Parę słów o nich: Na każdą adwentową noc będą krótkie rozważania Słowa połączone z modlitwą, a 3 razy w tygodniu dłuższe komentarze do Słowa. Temat "PLASTER MIODU" dlatego, że każdej adwentowej nocy Bóg pragnie przyłożyć te plastry do naszych ran, osłodzić nasz ból, nakarmić nasze spragnione ciała i dusze. Prowadzi o. Szustak i będzie samo Słowo!! Nagrania umieszczane będą na stronie Langusty, Fb no i pewnie na YouTube

Coś zauważam. Przygnieciona uczelnianymi treściami, jestem spragniona SŁOWA. 

19 listopada 2014

Nagroda


Koło zdane! Pięknie dziękuję za modlitwę wszystkim modlącym się :)

Ale zacznę od początku...
Na początku kobieta prowadząca ćwiczenia uznała, że dwie najlepsze grupy będą zwolnione z kolokwium, a dwie słabsze - napiszą kolokwium... Najlepsza grupa - wiadomo - dostała 5, druga stopniując 4,5.  Moja grupa i jeszcze jedna miały pisać.. Na przedostatnich zajęciach druga ze słabszych grup oszukała w punktacji i dodała sobie dwa punkty, mając tym samym dwa punkty więcej od mojej grupy. Gdyby nie to, że nie miałam wcześniejszych punktów cząstkowych - mogłabym to uargumentować, a mając przed oczyma moje własne podsumowanie - nie był to wystarczający dowód... Grupa ta ubłagała kobietę, by otrzymali 4, jako trzecią z kolei możliwą ocenę, jako że mają trzecią z najwyższych ilość punktów. Kobieta się zgodziła, mimo iż początkowe ustalenia były inne. Bunt mojej grupy nic nie wskórał. Tylko moja grupa miała pisać kolokwium...

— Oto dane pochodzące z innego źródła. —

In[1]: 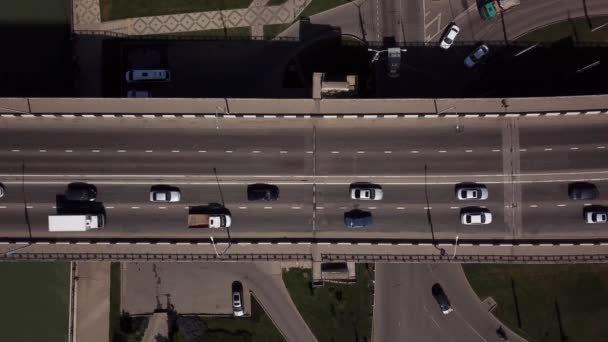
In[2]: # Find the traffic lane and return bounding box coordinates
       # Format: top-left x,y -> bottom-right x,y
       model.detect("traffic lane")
315,202 -> 512,239
316,180 -> 504,210
316,149 -> 503,176
522,180 -> 608,206
0,154 -> 312,178
517,116 -> 608,149
522,201 -> 608,239
0,118 -> 312,151
520,148 -> 608,172
316,118 -> 502,152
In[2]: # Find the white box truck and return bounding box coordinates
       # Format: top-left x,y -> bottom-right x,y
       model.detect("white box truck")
188,214 -> 232,228
49,215 -> 104,232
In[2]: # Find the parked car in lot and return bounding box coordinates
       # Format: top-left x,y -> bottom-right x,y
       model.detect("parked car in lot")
65,182 -> 97,202
464,44 -> 490,68
431,283 -> 454,315
460,207 -> 492,226
439,23 -> 460,50
232,281 -> 245,317
350,183 -> 384,201
568,182 -> 600,200
456,183 -> 489,201
150,185 -> 181,202
344,209 -> 374,228
583,205 -> 608,224
247,183 -> 279,202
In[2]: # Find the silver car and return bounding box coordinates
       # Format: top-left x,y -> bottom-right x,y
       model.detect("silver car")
439,24 -> 460,50
150,185 -> 181,202
460,211 -> 492,226
456,183 -> 489,201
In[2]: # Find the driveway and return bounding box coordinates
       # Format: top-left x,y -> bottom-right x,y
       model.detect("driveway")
373,263 -> 525,342
121,262 -> 316,342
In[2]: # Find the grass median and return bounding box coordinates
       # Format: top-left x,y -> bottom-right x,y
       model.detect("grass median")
463,264 -> 608,341
283,264 -> 373,342
0,262 -> 70,342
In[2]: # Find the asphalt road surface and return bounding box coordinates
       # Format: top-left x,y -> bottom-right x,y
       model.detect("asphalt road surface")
374,264 -> 525,342
0,116 -> 608,239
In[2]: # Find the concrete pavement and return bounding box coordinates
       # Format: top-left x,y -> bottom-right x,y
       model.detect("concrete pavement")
373,263 -> 525,342
74,261 -> 110,342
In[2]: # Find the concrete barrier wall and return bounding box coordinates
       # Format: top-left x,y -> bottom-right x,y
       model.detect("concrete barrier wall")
0,95 -> 608,117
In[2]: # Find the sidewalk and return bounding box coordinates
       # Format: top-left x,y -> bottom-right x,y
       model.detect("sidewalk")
72,0 -> 312,36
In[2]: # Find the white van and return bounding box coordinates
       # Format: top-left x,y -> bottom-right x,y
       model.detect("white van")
125,69 -> 171,83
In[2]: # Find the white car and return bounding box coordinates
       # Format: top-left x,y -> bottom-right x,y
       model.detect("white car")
350,183 -> 384,201
585,209 -> 608,223
439,24 -> 460,50
150,186 -> 181,202
232,290 -> 245,317
456,184 -> 489,201
464,44 -> 490,68
460,211 -> 492,226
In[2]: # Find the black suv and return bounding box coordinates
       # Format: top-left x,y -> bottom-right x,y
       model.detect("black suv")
247,183 -> 279,202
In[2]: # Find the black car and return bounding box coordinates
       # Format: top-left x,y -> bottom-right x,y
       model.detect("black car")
431,283 -> 454,315
247,183 -> 279,202
568,182 -> 600,200
65,183 -> 97,202
344,209 -> 374,228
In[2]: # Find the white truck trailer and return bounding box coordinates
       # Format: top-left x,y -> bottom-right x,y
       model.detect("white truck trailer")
49,215 -> 104,232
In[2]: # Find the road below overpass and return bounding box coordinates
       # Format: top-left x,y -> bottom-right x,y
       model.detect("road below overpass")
0,115 -> 608,240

Pytania, co prawda, były banalne. Na jedno nie odpowiedziałam, bo było podchwytliwe, ale reszta wypadła w porządku. Dostałam 4.

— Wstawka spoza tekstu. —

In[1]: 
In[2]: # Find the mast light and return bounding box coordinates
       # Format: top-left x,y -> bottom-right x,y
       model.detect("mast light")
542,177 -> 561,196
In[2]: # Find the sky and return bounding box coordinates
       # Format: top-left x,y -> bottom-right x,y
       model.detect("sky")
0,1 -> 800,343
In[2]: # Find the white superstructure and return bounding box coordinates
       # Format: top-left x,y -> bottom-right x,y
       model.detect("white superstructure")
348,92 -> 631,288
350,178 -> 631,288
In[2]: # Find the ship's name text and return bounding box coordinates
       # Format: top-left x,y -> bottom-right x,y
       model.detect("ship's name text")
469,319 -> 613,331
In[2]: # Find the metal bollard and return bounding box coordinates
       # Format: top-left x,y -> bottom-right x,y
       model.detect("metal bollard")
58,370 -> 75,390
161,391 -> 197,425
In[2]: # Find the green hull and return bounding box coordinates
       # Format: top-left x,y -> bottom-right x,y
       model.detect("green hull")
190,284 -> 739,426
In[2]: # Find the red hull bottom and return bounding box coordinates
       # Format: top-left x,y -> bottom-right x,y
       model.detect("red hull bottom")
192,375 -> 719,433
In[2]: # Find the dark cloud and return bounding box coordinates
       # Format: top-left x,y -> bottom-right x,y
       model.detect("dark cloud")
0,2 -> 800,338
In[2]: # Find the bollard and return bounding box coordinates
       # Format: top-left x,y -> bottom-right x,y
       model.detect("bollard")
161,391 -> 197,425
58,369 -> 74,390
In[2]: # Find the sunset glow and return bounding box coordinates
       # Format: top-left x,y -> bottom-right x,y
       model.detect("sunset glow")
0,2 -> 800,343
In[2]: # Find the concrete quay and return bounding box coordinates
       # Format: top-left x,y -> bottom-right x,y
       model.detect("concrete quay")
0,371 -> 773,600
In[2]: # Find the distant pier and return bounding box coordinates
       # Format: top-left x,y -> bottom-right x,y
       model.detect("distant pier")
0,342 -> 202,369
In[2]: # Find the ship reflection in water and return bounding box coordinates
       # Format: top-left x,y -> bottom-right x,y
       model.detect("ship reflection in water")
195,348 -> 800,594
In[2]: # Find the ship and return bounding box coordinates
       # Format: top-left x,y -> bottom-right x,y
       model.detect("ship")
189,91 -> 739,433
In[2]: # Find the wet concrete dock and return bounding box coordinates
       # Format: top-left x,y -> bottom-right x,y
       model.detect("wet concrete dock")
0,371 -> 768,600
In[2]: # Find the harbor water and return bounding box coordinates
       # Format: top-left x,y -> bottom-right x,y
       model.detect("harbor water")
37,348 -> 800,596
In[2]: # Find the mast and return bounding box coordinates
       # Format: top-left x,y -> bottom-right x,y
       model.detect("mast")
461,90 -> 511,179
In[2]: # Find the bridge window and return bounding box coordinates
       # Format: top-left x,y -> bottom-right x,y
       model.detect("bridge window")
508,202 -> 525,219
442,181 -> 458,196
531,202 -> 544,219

W tym momencie pod koniec zajęć kobieta zrobiła coś, co mnie totalnie zaskoczyło, czego nigdy bym się nie spodziewała. Pomijam fakt, że pytania były łatwe, a chwilę przed kołem powiedziała, że da pytania z książek... Co zabawniejsze, powiedziała: "za odwagę, że zdecydowałyśmy się pisać i na pocieszenie" - miała coś dla nas... Dostałyśmy od niej na koniec przybory szkolne - długopis oraz zeszyt.

Dziwnie się czułam w obecności całej grupy. Dyskomfort?

Moje poczucie krzywdy i niesprawiedliwości chyba zostały jakoś zaleczone dzięki temu zadośćuczynieniu... Boli, z iloma oszustwami, krętactwami tutaj się spotykam... Wiem jednak, że nigdy nie posunę się do czegoś takiego i nie będąc osobą podatną na wpływy zachowam wierność swoim zasadom oraz wyznawanym wartościom. I "opłaciło się" ;) Nie dość, że dostałam 4, tak, jak ta trzecia oszukująca grupa, to jeszcze zyskałam pewien symboliczny drobiazg...



"To mówi Pan: Powstrzymaj głos twój od lamentu, a oczy twoje od łez, bo jest nagroda na twe trudy..."  / Jr 31,16 /   ;)

17 listopada 2014

Od nowa.

Ale mam przeciw tobie to, że odstąpiłeś od twej pierwotnej miłości. Pamiętaj więc, skąd spadłeś, i nawróć się, i pierwsze czyny podejmij! /  Ap 2,4-5a



Ten fragment z czytania... Przenika mnie do głębi za każdym razem, kiedy słyszę go w czasie Mszy. Czyli bardzo rzadko, nie mniej moje przeżywanie go jest bardzo intensywne. Ważne rzeczy z mojego życia się przypominają... Głównie mam tu na myśli 4 werset.

Jedna istotna rzecz - zaczęłam od nowa. To nic, że spowiedź jedynie 5-minutowa... To nic, że w sumie nawet sama nie chciałam poświęcać na nią więcej czasu, bo przecież kolokwium jutro i sporo jeszcze do ogarnięcia... To nic, że poszłam do parafii, żeby nie tracić czasu na dojazd tam, gdzie zwykle. Przecież do swojej parafii mam niecałe dwie minuty drogi, a gdybym pojechała dalej, straciłabym około godziny, a tak mogę tę godzinę wykorzystać na naukę. No i właśnie - po chwili oddechu, wracam do nauki. Polecam się modlitwie, jutro o 12stej - koło.


Dziś krótko. 

Boże Ojcze, proszę Cię o Twego Ducha z pełnią Jego darów i łask!

16 listopada 2014

Zimno.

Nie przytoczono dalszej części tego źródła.